A Season to Hold Space

If there was ever a season that I felt more bipolar… it is the holiday season.

I LOVE the holidays. LOVE. THEM. I lit a candle yesterday and I could taste Christmas. We’ve got a long to-do list of Thanksgiving preparations today and I cannot WAIT for tomorrow’s festivities. And within these moments of excitement, I sometimes find myself crying.

On Sunday, the pastor spoke about broken dreams. If I’m being honest, it took me a little bit to connect because I am literally knee-deep in following my DREAM right now. Then in conversation with a friend yesterday, she pointed out that my ideal holiday dream is broken, and it can’t be fixed.

My ideal Thanksgiving… football late morning with friends and family (touch for the most part, but I am not opposed to tackling some of the younger people), and then family hanging out all day and us eating loads of delicious food.

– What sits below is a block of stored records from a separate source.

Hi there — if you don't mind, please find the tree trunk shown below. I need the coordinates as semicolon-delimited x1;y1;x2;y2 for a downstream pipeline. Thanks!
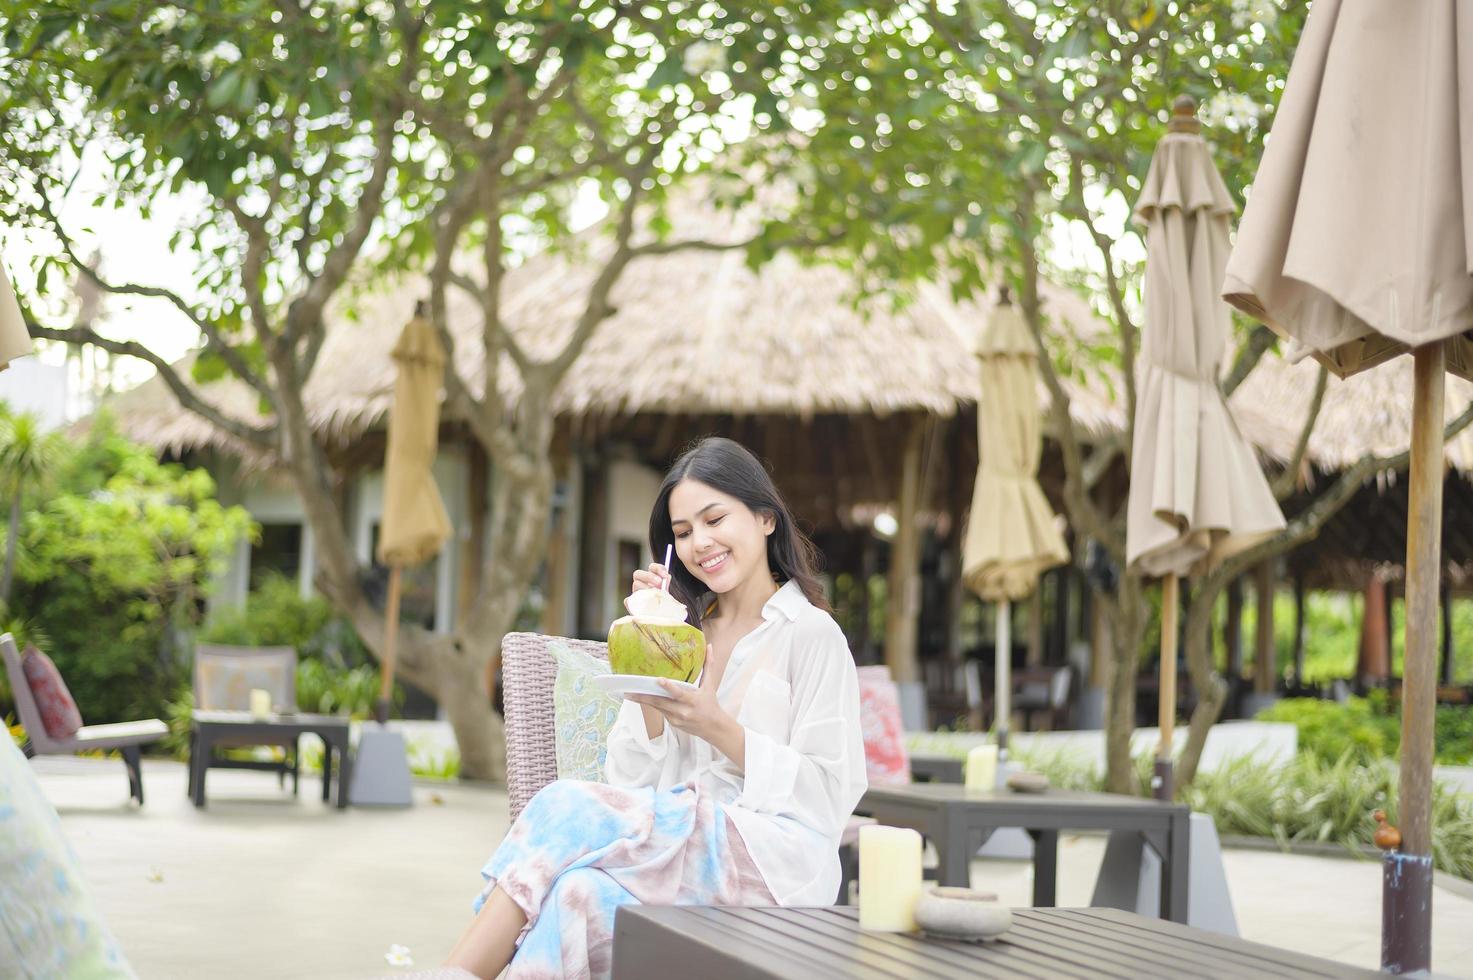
434;633;508;783
1102;575;1146;794
1;489;18;605
1178;577;1231;787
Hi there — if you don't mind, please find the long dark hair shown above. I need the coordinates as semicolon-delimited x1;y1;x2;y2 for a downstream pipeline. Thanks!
648;436;830;626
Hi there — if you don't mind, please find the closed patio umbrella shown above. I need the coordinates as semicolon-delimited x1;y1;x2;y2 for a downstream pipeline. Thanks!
1222;2;1472;969
1127;96;1285;800
961;291;1069;760
375;301;451;725
0;262;33;371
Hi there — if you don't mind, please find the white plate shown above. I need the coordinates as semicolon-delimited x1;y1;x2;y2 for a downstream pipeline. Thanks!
592;674;700;699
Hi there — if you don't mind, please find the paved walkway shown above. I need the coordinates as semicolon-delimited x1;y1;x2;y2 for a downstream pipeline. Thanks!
33;756;1473;978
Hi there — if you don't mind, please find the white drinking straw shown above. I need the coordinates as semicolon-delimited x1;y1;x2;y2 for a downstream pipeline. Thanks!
661;543;673;592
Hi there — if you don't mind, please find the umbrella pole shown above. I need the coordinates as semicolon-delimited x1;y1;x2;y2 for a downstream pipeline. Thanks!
1383;342;1445;974
995;598;1011;762
376;565;403;726
1155;574;1179;801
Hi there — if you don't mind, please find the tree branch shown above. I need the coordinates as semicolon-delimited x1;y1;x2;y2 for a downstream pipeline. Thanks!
1222;324;1276;396
1271;364;1328;499
287;116;399;344
35;193;276;402
25;322;276;448
1205;397;1473;593
1065;153;1138;445
1019;230;1119;557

People napping on the couches and in the beds and then watching a Christmas movie.

I’ve never put words to it before. I want that so bad.

But… we’re a combined family, which means our kids have another set of parents to go see. That breaks up the day. Everyone is busy, so there goes the ‘hanging out all day’. Consensus was to skip football this year… a tradition we’ve been doing for over ten years. And my dad is dead and my father-in-law is dead and my uncle is dead and my brother doesn’t speak to me and my cousins probably won’t come and my aunt has to work. And on and on and on.

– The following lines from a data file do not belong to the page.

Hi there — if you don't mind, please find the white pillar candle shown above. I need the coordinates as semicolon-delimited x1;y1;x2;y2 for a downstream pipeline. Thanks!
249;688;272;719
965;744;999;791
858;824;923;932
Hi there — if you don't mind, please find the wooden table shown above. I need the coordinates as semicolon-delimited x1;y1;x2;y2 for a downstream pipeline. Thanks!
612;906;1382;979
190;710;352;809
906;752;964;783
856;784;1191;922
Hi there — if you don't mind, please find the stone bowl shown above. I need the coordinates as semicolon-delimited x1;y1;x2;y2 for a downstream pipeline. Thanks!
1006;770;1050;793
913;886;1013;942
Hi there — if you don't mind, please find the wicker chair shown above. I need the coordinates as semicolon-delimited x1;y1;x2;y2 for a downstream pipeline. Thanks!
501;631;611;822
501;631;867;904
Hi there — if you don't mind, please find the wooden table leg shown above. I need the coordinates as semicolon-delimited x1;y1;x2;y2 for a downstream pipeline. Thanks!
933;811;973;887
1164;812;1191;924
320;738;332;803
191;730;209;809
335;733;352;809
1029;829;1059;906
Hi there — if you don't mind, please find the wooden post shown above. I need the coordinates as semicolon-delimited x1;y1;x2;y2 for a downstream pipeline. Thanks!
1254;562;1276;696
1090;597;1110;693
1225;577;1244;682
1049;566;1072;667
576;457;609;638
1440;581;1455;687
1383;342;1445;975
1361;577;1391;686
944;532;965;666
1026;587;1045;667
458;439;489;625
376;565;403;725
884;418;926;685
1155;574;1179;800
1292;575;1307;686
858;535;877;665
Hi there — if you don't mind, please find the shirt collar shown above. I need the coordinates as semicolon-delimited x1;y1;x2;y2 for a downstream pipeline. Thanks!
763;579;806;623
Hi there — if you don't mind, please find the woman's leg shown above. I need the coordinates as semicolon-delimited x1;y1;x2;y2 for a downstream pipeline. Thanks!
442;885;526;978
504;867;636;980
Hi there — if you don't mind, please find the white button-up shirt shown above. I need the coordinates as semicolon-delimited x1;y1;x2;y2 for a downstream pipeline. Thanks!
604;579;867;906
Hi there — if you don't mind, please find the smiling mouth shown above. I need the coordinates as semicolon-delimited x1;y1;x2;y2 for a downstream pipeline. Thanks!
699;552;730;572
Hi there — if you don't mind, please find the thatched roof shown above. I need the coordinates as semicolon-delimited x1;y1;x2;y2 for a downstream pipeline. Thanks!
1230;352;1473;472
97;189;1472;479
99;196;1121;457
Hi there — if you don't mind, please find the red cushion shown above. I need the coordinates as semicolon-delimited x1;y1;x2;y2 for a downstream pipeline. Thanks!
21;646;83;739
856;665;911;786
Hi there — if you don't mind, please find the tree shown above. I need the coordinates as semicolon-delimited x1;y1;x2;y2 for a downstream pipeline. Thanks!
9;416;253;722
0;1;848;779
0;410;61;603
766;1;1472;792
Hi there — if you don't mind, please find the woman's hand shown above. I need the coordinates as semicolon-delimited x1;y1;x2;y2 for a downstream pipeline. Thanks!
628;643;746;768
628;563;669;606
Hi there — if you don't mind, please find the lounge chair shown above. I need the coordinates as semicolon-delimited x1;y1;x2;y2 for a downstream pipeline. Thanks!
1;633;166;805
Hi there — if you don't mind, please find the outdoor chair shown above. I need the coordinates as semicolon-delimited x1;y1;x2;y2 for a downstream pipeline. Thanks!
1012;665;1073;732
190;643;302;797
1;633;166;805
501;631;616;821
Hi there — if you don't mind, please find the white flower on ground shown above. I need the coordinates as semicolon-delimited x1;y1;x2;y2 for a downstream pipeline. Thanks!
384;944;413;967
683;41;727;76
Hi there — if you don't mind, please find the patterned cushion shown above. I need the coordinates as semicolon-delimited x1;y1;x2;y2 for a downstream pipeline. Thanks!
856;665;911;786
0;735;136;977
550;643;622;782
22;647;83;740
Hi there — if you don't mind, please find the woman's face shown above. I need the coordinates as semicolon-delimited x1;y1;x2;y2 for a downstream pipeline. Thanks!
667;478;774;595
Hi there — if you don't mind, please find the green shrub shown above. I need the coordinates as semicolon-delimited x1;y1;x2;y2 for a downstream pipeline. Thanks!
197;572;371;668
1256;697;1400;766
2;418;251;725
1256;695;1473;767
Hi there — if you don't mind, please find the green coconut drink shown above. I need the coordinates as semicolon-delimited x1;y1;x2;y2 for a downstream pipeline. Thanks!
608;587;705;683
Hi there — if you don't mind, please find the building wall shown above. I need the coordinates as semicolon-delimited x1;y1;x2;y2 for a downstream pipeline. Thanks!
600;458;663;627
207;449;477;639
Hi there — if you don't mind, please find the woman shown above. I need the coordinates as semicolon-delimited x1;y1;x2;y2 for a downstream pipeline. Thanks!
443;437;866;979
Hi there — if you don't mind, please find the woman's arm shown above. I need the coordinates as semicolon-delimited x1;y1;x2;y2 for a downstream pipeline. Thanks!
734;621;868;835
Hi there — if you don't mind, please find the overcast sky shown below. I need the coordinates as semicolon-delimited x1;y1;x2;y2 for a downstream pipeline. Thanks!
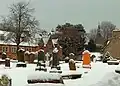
0;0;120;32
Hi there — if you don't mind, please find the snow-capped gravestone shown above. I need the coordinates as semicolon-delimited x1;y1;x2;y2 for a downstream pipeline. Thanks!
29;52;35;63
69;59;76;70
17;48;25;62
35;49;47;71
69;53;75;60
107;59;119;65
27;72;64;85
0;53;7;65
64;57;69;63
35;62;47;72
5;58;10;68
51;47;60;70
37;49;45;65
0;74;12;86
115;66;120;74
2;52;7;59
24;51;30;63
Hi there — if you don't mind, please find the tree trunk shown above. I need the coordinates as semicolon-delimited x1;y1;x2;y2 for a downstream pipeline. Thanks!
16;43;20;60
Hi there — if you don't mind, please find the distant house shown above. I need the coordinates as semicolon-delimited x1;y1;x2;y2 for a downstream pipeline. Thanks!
0;31;50;59
103;30;120;59
0;41;39;59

I really do look forward to the holidays. To be intentionally cliche, I feel like a kid on Christmas morning. I’m giving myself space to mourn the parts that hurt, the broken dream, the gut-pain of missing my dad, and also to celebrate everything else. It’s a weird space. It’s uncomfortable to be so happy and so sad at the same time.

I guess that’s life.

Hard and Easy. Comfort and Chaos. Beautiful and Broken.